Con esa despedida, se alejó por el pasillo, sonriente y pizpireta, joven y experimentada al mismo tiempo. En ese instante, aunque sentía cierta culpabilidad por el patán de su marido, no pudo sino pensar en que se estaba llevando un buen recuerdo al cementerio.
…
Durante el viaje de vuelta, pudo observar que Mauro y Verónica estaban más cariñosos el uno con el otro. Si esos dos también habían encontrado algo en ese hotel, bien por ellos. Ella no podía esperar a que esas vacaciones llegaran a su fin, a que pudiera dejar de apartar la cara cada vez que su mirada se cruzaba con la de ese chico.
Lo vio, de nuevo en su asiento. De nuevo solo. Con el rostro agachado en su libro, que ya estaba terminando.

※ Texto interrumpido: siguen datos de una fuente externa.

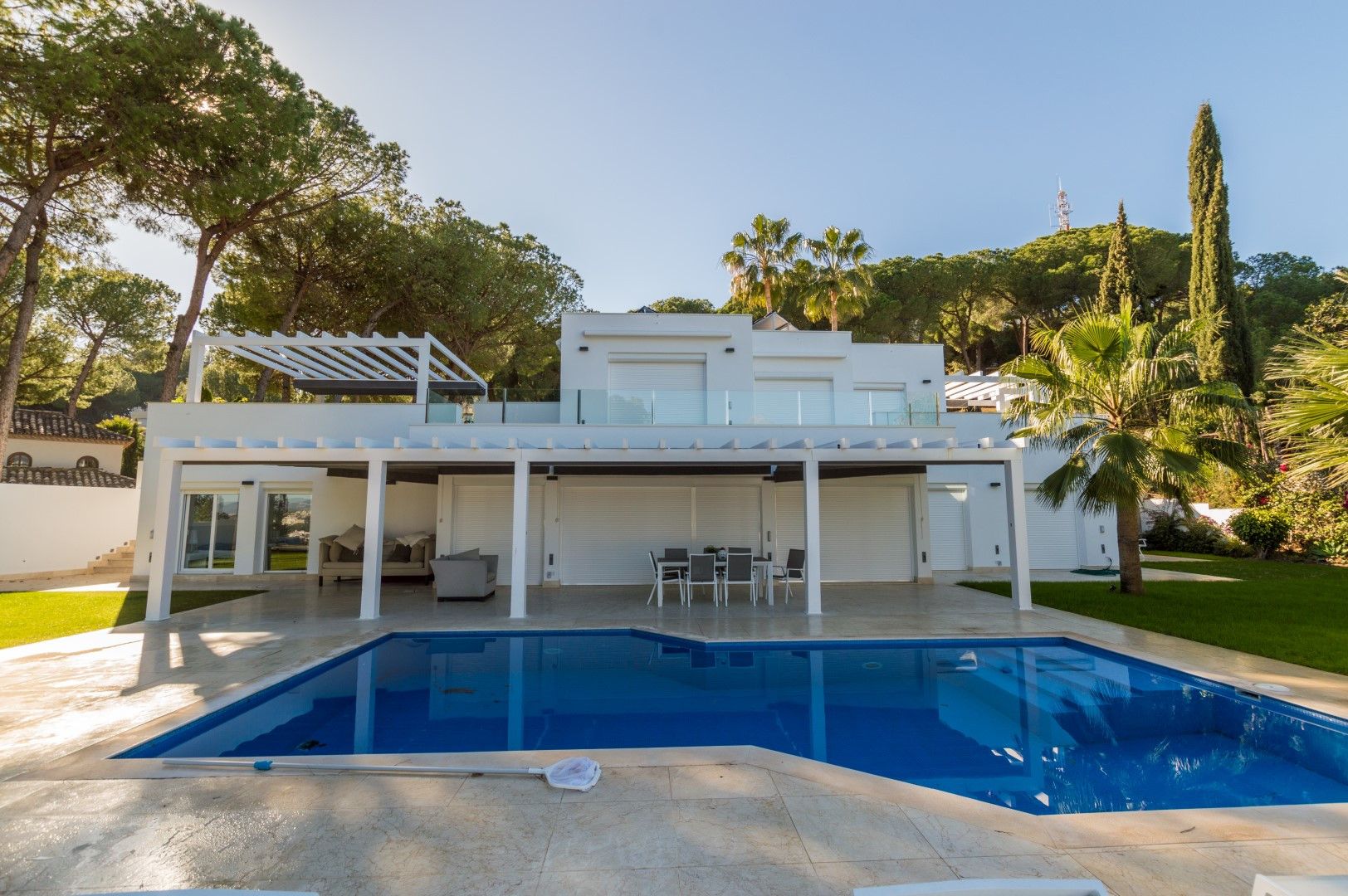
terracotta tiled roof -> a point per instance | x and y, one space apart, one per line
53 425
65 476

Se preguntó cuánto recordaba, se preguntó si se arrepentía. Se preguntó si podría mirarlo a los ojos alguna vez y pedirle perdón. De lo que estaba segura era de que ese desdichado muchacho tímido no tendría el valor de llamarla de nuevo. Eso era un alivio, era una alegría.
¿Lo era?
Porque, a decir verdad… a decir verdad, era una pena. Podría haber enseñado a ese chaval muchas cosas, podría haberse convertido en otro tipo de profesora para él. Y podría haber gozado, sí, de todos los orgasmos que el cuerpo le pedía y que las circunstancias no estaban dispuestas a darle.

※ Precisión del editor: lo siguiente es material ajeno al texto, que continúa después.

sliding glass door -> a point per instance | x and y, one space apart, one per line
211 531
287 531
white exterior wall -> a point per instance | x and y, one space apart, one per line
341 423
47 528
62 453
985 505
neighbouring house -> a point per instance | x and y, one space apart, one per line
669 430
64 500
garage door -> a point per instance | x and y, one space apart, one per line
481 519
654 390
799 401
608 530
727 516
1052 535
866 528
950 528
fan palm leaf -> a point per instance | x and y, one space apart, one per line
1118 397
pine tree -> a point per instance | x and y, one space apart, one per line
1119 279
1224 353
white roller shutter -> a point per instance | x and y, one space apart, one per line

Ay, Sergio, qué cosas tan buenas le podría haber dado a ese muchacho…
Cuando llegó al aeropuerto, su marido las recogió en el coche y se las llevó al pueblo. Desde el asiento de delante, habló por el móvil con sus compañeros, paseó parsimoniosa por las noticias de prensa nacional que se había perdido. Cuando le llegó una notificación desconocida, pensó que se trataba de spam. Al menos, hasta que tuvo que esconder el teléfono para que no se viera esa polla erecta y deliciosa que había entrado en su chat.
Se apoyó en su asiento, respirando entrecortadamente. Sonriendo. Cachonda como nunca antes. Y agradecida, pletórica, porque ese muchacho había decidido incidir en su error.
Le envió un mensaje detallando una fecha y una hora en la que su familia no estaba en casa. Y que fuera lo que Dios quisiera.